Hopinka, a recipient of the MacArthur Fellowship in 2022, was an inaugural fellow at Forge Project in 2021 and has exhibited his work globally in major museums, galleries, and shown at prominent film festivals including Sundance, Toronto International Film Festival, and the Chicago Underground Film Festival. In addition to his work as a practicing artist, Hopinka currently serves as an assistant professor in the Film and Electronic Arts Program at Bard College. Hopinka noted that during his undergraduate and post-graduate studies, the absence of meaningful and in-depth Indigenous studies curriculum was palpable.
“I was frustrated because [the Native studies courses] all felt geared toward White students,” he said. “I was like, okay, this is Native Studies 101, but what’s Native Studies 201, and what’s the 300 level? What are the questions that were not being taught in these classes, and if Native Studies isn’t for us, then what is?” These questions fueled much of Hopinka’s work, integrating film as a means of and outlet for telling stories directly to the Indigenous audiences he felt were being left out of the conversation. “In some ways it felt really practical — I’m going to make this film and not contextualize anything or explain anything” he said. “It also felt like an intellectual exercise. Native peoples in this country are so marginalized, [making films for and about Native people] just seemed like an impossibility.”
Hopinka possesses a razor-sharp acumen for storytelling. However, it is a type of storytelling that is not hinged on a strict linear timeline. There is a befuddled beauty in the undulating narrative-building Hopinka crafts, one that leads the viewer through varied landscapes of story with no explicit beginning, middle, or end, essentially allowing a viewer to enter the work at any point in its timeline and still be able to have a meaningful experience with it.
In his short film “Jáaji Approx.” (2015), Hopinka laces together audio recordings made between 2005 and 2015 of his father, Mike Hopinka, talking about and singing powwow songs. The recordings, which act as the film’s score, are articulated on the screen through subtitles in Chinuk Wawa (a language indigenous to the Lower Columbia River Basin.) The video vacillates between moments of shaky camera work and graceful fixed and panned shots that at times go in and out of focus. Footage of natural landscapes, gas stations, and highways atmospherically yet warmly play across the screen, at times dematerializing with bands of magenta, cyan, and ochre washes. The abstracted images play both visual and narrative functions within this work and others.
“I wanted to layer the video and also just play around with the legibility of the image, to illustrate the relationship that I have with my father across time, these recordings became approximations of that relationship,” said Hopinka. “The abstractions became a way for me to communicate with his singing. I thought very literally about how I could sing along with him in terms of video work, and these images and abstraction were a way to do that.”
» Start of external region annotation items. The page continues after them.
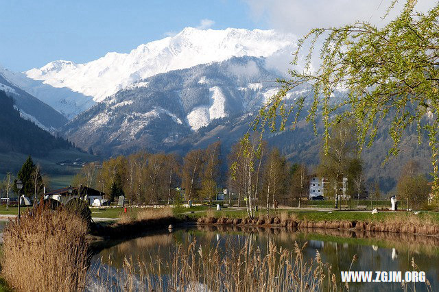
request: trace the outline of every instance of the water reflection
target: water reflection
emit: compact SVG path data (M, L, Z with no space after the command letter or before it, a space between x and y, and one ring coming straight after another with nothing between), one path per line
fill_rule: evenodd
M218 246L221 256L230 254L244 245L246 240L257 246L265 254L268 242L272 240L278 248L293 250L294 243L302 246L306 259L316 257L318 250L322 260L332 265L340 277L340 271L412 270L412 258L435 289L439 287L439 239L414 234L353 232L322 229L283 230L278 228L241 226L198 226L183 230L166 230L106 248L94 256L94 265L105 265L111 269L121 269L124 258L150 263L157 256L164 262L178 245L187 248L196 241L195 250L203 252ZM352 263L354 255L358 258ZM401 283L351 283L351 291L397 291ZM423 284L417 284L416 291L426 291ZM409 289L410 290L410 289Z

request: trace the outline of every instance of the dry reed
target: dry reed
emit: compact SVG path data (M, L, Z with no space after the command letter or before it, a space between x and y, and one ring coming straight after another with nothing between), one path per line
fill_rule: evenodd
M217 245L197 247L193 241L187 248L178 246L169 261L152 256L147 261L126 258L121 270L101 267L93 273L95 277L88 287L102 291L251 292L322 291L324 287L325 291L336 291L331 267L322 263L318 253L315 259L305 260L305 247L296 243L290 252L270 241L264 256L248 240L239 251L230 249L222 256Z
M3 231L2 276L18 291L76 291L85 287L85 221L40 206Z
M151 220L169 218L174 216L169 207L142 209L137 213L137 220Z
M119 216L118 223L126 224L136 221L156 220L172 217L174 217L174 213L171 208L147 208L141 209L137 213L131 212L121 212Z

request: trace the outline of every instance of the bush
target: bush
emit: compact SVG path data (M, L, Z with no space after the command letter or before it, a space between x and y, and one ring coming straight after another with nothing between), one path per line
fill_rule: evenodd
M65 209L36 207L3 231L2 276L17 291L84 290L86 223Z

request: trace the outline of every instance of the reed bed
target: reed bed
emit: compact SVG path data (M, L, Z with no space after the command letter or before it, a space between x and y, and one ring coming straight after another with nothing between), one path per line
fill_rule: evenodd
M174 217L174 212L171 208L148 208L140 210L137 212L132 212L130 210L126 213L122 212L119 217L118 223L119 224L126 224L136 221L157 220L172 217Z
M66 210L37 206L3 230L2 276L17 291L83 290L87 223Z
M293 251L270 241L266 255L246 241L238 252L222 256L218 245L202 247L193 241L178 245L171 260L147 262L126 258L123 269L103 267L92 272L88 289L93 291L337 291L331 267L315 258L305 260L305 245Z

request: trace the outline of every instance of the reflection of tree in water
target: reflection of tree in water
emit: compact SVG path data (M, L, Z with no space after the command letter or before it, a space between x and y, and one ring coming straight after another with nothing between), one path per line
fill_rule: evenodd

One moment in the film features landscapes and, though not identical, they mirror one another. On the bottom of the frame is a natural scene, lush mountains against a clouded sky; at the top is an image of a city, cultivated and built up with structures and roads. “I want to look at the sort of duality of places without necessarily making a political statement, but more making a statement that has to do with a civil sort of reckoning or recognition of place,” he said. “Who is here now and who was here before and who continues to be here.”
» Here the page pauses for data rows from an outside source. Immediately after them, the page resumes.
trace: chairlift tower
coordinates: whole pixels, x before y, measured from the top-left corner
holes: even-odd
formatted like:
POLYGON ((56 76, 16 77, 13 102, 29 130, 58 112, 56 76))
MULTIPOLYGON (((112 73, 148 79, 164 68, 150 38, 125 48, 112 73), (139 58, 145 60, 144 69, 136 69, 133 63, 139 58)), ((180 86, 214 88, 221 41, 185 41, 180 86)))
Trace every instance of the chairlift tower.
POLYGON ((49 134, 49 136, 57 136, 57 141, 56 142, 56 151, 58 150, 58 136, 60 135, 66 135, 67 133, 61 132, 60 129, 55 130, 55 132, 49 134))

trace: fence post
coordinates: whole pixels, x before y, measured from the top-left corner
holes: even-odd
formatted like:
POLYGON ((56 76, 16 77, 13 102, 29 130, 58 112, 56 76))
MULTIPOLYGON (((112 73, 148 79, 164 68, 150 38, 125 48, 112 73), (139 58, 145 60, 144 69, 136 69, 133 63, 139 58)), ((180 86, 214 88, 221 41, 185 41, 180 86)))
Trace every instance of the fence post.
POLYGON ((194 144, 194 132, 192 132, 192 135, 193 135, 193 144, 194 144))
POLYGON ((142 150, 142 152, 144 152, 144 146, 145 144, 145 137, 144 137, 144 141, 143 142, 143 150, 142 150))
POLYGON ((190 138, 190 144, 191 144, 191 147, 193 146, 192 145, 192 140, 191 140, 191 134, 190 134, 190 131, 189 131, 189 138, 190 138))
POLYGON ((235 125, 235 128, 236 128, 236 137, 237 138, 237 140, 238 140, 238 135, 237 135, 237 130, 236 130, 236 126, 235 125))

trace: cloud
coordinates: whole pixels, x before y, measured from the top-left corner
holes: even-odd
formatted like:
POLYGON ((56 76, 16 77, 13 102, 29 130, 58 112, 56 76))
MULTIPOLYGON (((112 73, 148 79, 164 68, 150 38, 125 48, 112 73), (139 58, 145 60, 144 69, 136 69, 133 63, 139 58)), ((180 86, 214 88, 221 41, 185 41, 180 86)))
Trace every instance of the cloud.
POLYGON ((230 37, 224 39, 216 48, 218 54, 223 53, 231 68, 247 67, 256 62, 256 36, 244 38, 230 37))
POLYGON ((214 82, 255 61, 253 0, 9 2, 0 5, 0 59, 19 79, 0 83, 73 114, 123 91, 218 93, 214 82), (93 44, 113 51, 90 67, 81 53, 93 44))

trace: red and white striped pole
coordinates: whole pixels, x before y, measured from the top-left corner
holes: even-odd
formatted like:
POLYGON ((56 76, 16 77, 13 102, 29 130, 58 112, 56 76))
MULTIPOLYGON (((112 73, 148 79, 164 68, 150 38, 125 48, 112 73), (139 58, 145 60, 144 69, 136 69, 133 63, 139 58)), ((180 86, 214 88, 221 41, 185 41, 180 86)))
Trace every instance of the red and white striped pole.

In his 2022 single-channel video “Sunflower Siege Engine” (on view in Sky Hopinka: Seeing and Seen at the San Jose Museum of Art through July 9), Hopinka layers together archival footage from the occupation of Alcatraz Island, lead by the United Indians of All Tribes from 1969 to 1971, including Richard Oakes reading of his “Proclamation: To the Great White Father and All His People” in November of 1969, illuminating the parameters of inhospitality that the United States government created with the Indigenous reservation system and linking it to the carceral nature of the island and the prison industrial complex.
The work evokes a projected nostalgia, one of resistance and resurgence of agency while concurrently linking it back to Hopinka himself, reflecting on his body, aging, and experience. It’s a nostalgia that stretches into the future with one hand and reaches back into the past with the other. “There are ramblings of myself [in the work], as I was thinking about my body in these different places, or who I am, or how I exist as a Native person.” The recurring chant “Get Them Out,” hangs in the air, a haunting call awaiting its response.